For data that will either :

+ 'outlive' the user interface - this data will be used forever but we are not sure where e.g. financial docs, records, etc etc

+ 'extend' past the user interface: this data started on an installed desktop app / green screen but we are not sure how we may want to extend it - eg to an API or to web

the DB is the right place to put business logic.

Coupling the data with business logic, in the DB, allows almost complete flexibility in how it is access and interacted with at the expense of complete lock in to the DB platform. Which may or may not be a bad thing. But if you have a skilled SQL team and some resources to pay the DB licensing and support piper, this is a good direction to ensure app support longevity.

For example, you can do the same thing on desktop or phone or web client or even hardware switches: say you have a DB stored_procedure to indicate that the process of manufacturing this part has reached stage X

update_item_status( Item 11111, 'Manufacturing Stage X' )

(these is obviously really contrived but it is an example to make things clear)

You can run this, if it is in the DB by:

- hitting this button on the assembly line

- scanning a barcode can do the same thing

- having a user change a status in a UI

- have a batch job run off a script with a list of parts to apply the status to

And even better, if you want to update how the stored proc works, you update once in the DB and it is available to all 'interfaces' instead of having to update hardware switch code + user screen UI code + batch script code etc etc...

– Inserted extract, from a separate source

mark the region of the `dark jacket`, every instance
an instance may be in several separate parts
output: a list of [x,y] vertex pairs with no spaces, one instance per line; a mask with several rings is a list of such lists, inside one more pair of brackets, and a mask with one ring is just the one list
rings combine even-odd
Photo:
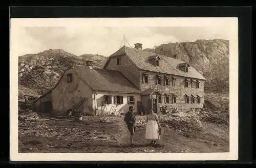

I know that an argument can be made that you have an app server layer separate from the DB so this is not a 'real' problem but this approach just puts the app server IN the DB

One closing thought: it is often easy to forget that, in most cases, the data is the product of software development and the tooling is just support. Only counterpoints I can think of here are games and interactive demo systems where the process ( of playing the game or using the software ) is the product.

Positioning the database and front-end as being similar is a mistake if business goals are thought about from a "the data is the product" perspective. If the rules about how to handle, manage and interpret the data are a core component of that data product, then the argument that the right place for business logic is in the DB is made even stronger.

I think a really important aspect is keeping the logic in your head (and others learning it) is helped by mirroring this single source of truth with your implementation.